Timeline
There are three assignments for the project. Their due dates are:
- Group choice: Nov 9, 11:59 PM
- Analysis Proposal: You can submit your proposal anytime between Nov 12 - 23, 11:59 PM (New deadline Nov 27, 11:59 PM)
- Final report: Dec 15, 11:59 PM
Group choice
You may form a team with no more than 3 members. You can choose to work with students from a different section (8AM/9AM). If you need help find a team/teammate, this Google Spreadsheet might help. Post your or your team’s information here to find additional memebers. Once all of your teammates agreed to this collaboration, you should do the following before Nov 9, 11:59 PM:
- Decide a team name (be creative) and choose one contact person from your team.
- The contact person will be responsible for all communications, submitting the proposal and the final report to the compass.
- Each member should go to this Google form and submit their information.
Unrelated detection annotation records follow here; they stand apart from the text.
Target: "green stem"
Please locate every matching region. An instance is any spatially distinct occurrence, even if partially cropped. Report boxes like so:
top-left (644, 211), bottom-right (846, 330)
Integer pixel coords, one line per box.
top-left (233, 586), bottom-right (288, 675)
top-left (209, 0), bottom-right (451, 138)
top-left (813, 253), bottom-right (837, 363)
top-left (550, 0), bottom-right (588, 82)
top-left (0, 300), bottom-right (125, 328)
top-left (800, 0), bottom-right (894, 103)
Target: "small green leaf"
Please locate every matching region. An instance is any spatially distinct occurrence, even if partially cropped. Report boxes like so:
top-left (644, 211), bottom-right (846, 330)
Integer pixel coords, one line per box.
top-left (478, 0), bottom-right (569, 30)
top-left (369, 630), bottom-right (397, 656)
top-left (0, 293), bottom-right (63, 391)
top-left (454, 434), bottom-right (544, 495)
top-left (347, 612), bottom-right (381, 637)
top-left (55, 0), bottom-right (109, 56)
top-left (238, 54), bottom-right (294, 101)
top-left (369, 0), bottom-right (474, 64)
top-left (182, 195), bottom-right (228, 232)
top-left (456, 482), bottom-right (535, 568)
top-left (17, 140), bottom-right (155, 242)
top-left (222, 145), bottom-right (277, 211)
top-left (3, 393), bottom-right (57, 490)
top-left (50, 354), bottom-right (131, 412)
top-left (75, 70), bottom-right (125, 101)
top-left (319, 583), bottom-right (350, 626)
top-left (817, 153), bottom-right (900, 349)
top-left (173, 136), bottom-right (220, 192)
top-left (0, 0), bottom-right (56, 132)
The form collects:
- Your email address (must be Illinois email)
- Your name
- Your team name
- Team size
- Team contact person email (must be Illinois email)
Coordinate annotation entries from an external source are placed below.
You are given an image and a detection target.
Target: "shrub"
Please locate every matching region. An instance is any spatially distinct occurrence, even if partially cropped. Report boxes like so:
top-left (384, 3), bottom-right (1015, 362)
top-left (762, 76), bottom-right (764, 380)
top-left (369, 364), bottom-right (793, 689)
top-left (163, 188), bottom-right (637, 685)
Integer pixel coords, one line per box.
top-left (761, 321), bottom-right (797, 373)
- You should receive a confirmation email.
- You can only submit this form once. So check your info carefully.
Data Selection
You may use any dataset of your choice, so long as it contains a minimum of 500 observations and 50 variables (See FAQ for details). This dataset might be relevant to research outside of this course, another field, or some other interest of yours. If you have any questions about whether your data is appropriate, do not hesitate to ask. If you plan to use data from another endeavor of yours, such as a research project, be sure to gain permission from the controlling authority first.
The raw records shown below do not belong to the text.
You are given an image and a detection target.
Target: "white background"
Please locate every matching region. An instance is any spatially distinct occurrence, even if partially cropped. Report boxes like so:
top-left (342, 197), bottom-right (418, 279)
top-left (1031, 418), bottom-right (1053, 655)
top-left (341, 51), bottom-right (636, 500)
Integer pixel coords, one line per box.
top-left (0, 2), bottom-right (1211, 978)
The two most common sources of data used by students:
This is a repository for more advanced data, provided by Nature. However, most datasets here are large and will require an extensive data cleaning process.
Some other interesting datasets
- This MinneMUDAC Challenge dataset is an ongoing challenge that has a lot of rich data. You may consider defining your own research question.
Analysis Proposal
A proposal of your intended project is due between Nov 12 - Nov 23, 11:59 PM. It should be submitted online via Compass by your group contact member. The earlier you submit your proposal, the earlier you may receive the feedback and start to work on the final report.
A proposal of your intended project should include the following:
- The names and NetIDs of the students who will be contributing to the group project.
- A tentative title for the project.
- Description of the dataset. You need to list all the variables (input and outcome) and mention how they are relevant to the analysis goal.
- Load the data into R and print the first several observations of the data.
- Background information on the dataset, including specific citation of its source.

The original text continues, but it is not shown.